Правда, бывает еще одна причина нашей молчаливости. Мы устаем от грехов и слабостей наших возлюбленных, но мы так же устаем от их достоинств. Достоинства давят, заставляют сравнивать возлюбленного с собой, выпячивают наши слабости, несовершенство. О, пусть бы кто-нибудь вслух сказал, что это нам нормально – уставать друг от друга! Пусть бы перестали взваливать на нас эту непосильную ношу – требование вечной и неизменной и неослабной любви! Обделенные, безлюбые, завидующие – это они отыскали способ унижать и разрушать невыполнимыми требованиями доставшийся нам дар любви невечной. Но если они победили – не значит ли это, что их больше, чем нас?
Еще одна обида должна была точить Вам сердце. Ваш литературный дар был отодвинут окружающими «Современник» литераторами на задний план, словно мебель, отслужившая свой срок, словно кадка с запылившейся пальмой. А ведь Вы написали несколько романов совместно с Некрасовым, Ваше «Семейство Тальниковых» хвалил сам Белинский.
И было за что!
Какие типажи проходят в этой повести, какие гоголевские персонажи! Не забуду рыжую гувернантку, мечтавшую о женихе, заставлявшую Вас затягивать ей корсет так, что лицо раздувалось от прилива крови. А этот дядюшка, облюбовавший только две темы для разговора: как знатно он порол сегодня несчастного племянника, порученного его просветительным заботам, и какой виноград он едал однажды в Курске. А дед, читавший только календарь с гороскопами и изводивший всех почерпнутой оттуда премудростью на каждый месяц: «в сентябре тебе будет счастье во всем, октябрь для тебя не хорош, в феврале можешь делать покупки, продажи…»
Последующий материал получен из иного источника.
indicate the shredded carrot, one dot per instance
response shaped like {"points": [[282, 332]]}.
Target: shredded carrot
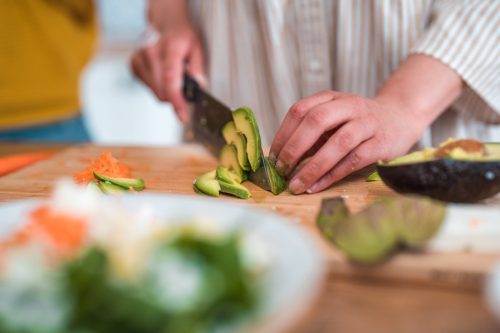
{"points": [[63, 233], [107, 165]]}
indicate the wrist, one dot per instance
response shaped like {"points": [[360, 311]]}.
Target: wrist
{"points": [[168, 15]]}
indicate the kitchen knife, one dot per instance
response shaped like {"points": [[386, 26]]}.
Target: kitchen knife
{"points": [[209, 118]]}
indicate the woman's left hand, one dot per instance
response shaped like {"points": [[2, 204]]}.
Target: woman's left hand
{"points": [[351, 132]]}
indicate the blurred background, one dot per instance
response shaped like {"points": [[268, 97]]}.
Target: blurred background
{"points": [[117, 108]]}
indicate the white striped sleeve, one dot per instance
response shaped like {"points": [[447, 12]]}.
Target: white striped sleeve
{"points": [[465, 35]]}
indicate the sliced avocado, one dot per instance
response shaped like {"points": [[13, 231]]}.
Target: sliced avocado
{"points": [[225, 175], [374, 233], [373, 177], [136, 184], [235, 189], [232, 136], [267, 177], [246, 123], [455, 172], [110, 188], [207, 184], [229, 159], [332, 212]]}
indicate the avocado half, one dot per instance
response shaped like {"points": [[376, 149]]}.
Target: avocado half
{"points": [[455, 176]]}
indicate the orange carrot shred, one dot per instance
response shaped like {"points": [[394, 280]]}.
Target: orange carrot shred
{"points": [[63, 233], [107, 165]]}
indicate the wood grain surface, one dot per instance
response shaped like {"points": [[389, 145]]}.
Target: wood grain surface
{"points": [[383, 299], [172, 170]]}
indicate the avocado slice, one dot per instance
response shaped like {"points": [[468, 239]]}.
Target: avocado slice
{"points": [[232, 136], [136, 184], [267, 177], [373, 177], [110, 188], [451, 173], [207, 184], [245, 122], [235, 189], [229, 159], [374, 233], [229, 184], [224, 175]]}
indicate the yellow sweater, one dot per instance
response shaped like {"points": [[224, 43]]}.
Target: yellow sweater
{"points": [[44, 45]]}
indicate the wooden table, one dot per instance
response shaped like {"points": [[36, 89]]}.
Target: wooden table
{"points": [[351, 304]]}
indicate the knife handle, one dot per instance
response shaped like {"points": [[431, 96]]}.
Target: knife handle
{"points": [[190, 89]]}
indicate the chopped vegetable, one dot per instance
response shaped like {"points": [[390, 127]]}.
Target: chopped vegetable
{"points": [[107, 165]]}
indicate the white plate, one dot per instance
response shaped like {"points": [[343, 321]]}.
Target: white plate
{"points": [[297, 273]]}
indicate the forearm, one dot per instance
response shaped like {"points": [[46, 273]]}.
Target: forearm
{"points": [[167, 12], [423, 88]]}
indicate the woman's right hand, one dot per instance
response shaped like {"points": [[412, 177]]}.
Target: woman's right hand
{"points": [[161, 65]]}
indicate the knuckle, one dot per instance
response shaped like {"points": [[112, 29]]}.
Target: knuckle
{"points": [[353, 160], [297, 111], [314, 168], [345, 141], [315, 119], [289, 152], [359, 103]]}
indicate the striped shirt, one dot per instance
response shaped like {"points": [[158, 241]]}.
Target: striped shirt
{"points": [[270, 53]]}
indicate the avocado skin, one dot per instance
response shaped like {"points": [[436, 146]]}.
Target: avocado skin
{"points": [[444, 179]]}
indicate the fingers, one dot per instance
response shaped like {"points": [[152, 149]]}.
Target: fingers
{"points": [[171, 72], [345, 140], [294, 117], [161, 66], [315, 123], [359, 158], [196, 64], [141, 69]]}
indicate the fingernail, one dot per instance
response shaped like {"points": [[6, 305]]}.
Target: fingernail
{"points": [[280, 167], [315, 188], [272, 157], [296, 186]]}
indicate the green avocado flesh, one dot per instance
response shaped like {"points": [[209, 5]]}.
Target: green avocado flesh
{"points": [[268, 178], [207, 184], [246, 123], [232, 136], [242, 158], [373, 234], [229, 159], [456, 171], [220, 180], [136, 184]]}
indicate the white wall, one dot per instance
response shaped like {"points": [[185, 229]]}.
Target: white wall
{"points": [[118, 108]]}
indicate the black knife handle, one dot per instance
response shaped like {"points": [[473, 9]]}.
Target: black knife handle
{"points": [[190, 88]]}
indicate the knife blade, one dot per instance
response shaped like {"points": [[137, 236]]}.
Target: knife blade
{"points": [[208, 117]]}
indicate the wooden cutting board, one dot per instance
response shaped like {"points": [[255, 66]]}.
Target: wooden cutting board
{"points": [[172, 170]]}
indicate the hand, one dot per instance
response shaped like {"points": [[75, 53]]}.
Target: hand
{"points": [[161, 65], [338, 134]]}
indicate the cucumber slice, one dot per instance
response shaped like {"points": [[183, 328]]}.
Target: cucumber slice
{"points": [[246, 123], [136, 184], [109, 188], [207, 184], [232, 136], [229, 159], [93, 186]]}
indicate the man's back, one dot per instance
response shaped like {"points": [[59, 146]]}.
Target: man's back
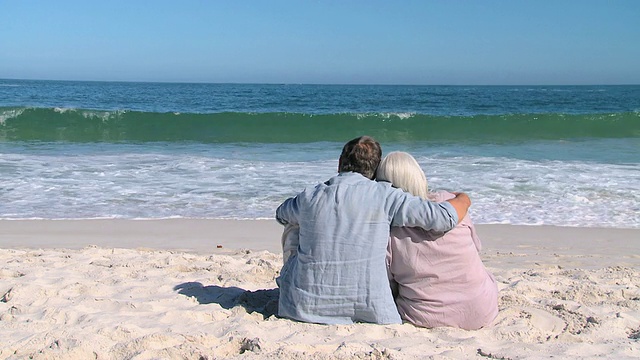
{"points": [[339, 274]]}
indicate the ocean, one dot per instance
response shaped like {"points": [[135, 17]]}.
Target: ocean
{"points": [[534, 155]]}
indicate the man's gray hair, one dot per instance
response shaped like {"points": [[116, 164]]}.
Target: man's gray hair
{"points": [[361, 155]]}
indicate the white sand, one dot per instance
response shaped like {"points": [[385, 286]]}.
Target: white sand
{"points": [[123, 289]]}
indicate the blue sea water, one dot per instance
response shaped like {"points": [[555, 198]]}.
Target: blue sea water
{"points": [[557, 155]]}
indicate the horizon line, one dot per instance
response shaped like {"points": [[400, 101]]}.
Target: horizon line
{"points": [[304, 83]]}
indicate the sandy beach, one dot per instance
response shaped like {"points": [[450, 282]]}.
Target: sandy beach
{"points": [[205, 289]]}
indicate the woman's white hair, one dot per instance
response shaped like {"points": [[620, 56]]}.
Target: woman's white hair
{"points": [[404, 172]]}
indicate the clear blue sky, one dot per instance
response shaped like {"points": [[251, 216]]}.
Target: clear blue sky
{"points": [[341, 41]]}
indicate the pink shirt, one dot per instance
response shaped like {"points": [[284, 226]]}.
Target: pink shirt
{"points": [[441, 281]]}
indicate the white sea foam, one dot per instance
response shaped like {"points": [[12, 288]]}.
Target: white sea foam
{"points": [[235, 181], [9, 114]]}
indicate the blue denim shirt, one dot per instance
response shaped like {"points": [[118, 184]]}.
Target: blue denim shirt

Если бы эта повесть была напечатана сразу по написании в 1847 году, она оказалась бы хронологически первой в ряду знаменитых русских повестей о детстве: Льва Толстого, Сергея Аксакова, Гарина-Михайловского, Горького. Считается, что ей просто не повезло: грянула февральская революция в Париже, и российская цензура взбесилась, готова была запрещать биржевые новости. Но я не верю. В повести есть такая прямота и ясность взгляда на жизнь и людей, что охранитель и лицемер должен был вознегодовать на нее в любую эпоху. То, что цензор Бутурлин писал на полях рукописи – «цинично, безнравственно, неправдоподобно, не позволю за безнравственность и подрыв родительской власти», – будет клокотать в сердцах родителей-тиранов при всяком правлении – до, во время и после любых революций.